Kolawole Adeniji, an agribusiness investor and tool fabricator, said land preparation for rain-fed agriculture should start by March both in the south and the north, but irrigated farmland should be started by January to February.
An engineer with the National Centre for Agricultural Mechanisation (NCAM), Ilorin, Kwara State, Mr Tope Faleye, affirmed that land clearing had already started and land preparation should start with steady rainfall.
He too cautioned farmers to avoid too early planting for it had been predicted that the rainfall patterns would be erratic this year.
“As soon as rain is established, farmers are expected to start ploughing the land and subsequent operations to meet the need of intended crops to plant,” he advised.
High cost of farm operations
On the high cost of land preparation in Nigeria, Ayodele said outdated implements and low powered tractors being used for farm operations are not as effective as the latest ones, which are out of the reach of many tractor hiring service providers.
“The three-disc plough that we use now, for example, is outdated in the developed economies. These implements and tractors are not cost-effective, but we need bigger ones to pull the more efficient implements.
Adding to the cost is what Ayodele explained “land is always not well cleared, and these implements and tractors break down frequently, thereby increasing the cost of production. The logistics and infrastructure are not really available here. These combine to increase the cost of production.”

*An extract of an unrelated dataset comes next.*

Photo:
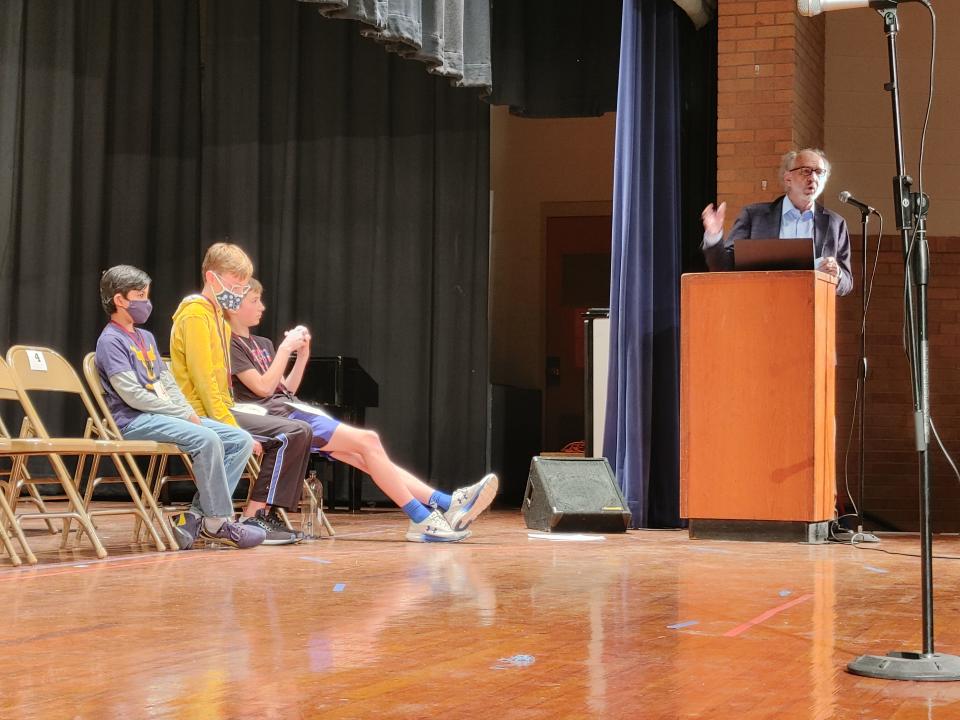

Most of the tractors used in Nigeria develop injector problems because of adulterated diesel.
This is confirmed by Adeniji, that diluted diesel increases the cost of operations, which the farmers, and by extension all Nigerians, would have to bear.”
“Another factor for high cost of land preparation in Nigeria is that we have inadequate number of tractors. Demand is more than supply, forcing the price up,” Ayodele added.
Better tractors and implements to reduce cost
The experts agreed that agribusinesses, you must start from the marketing of you products.
The government should be able to buy all agricultural products in the country or create supply and demand chains for them, with prize ceiling and benchmarks to stimulate calculated risk taking in farming.
The government should buy the surplus, to control the prize. This will make agribusiness sense. Farmers and agricultural entrepreneurs could plan with this.
The second area is that the government should put in place an inclusive financing mechanism. It comes easier for farmers to come up with a proposal that is guaranteed by the buy-back mechanism of the government.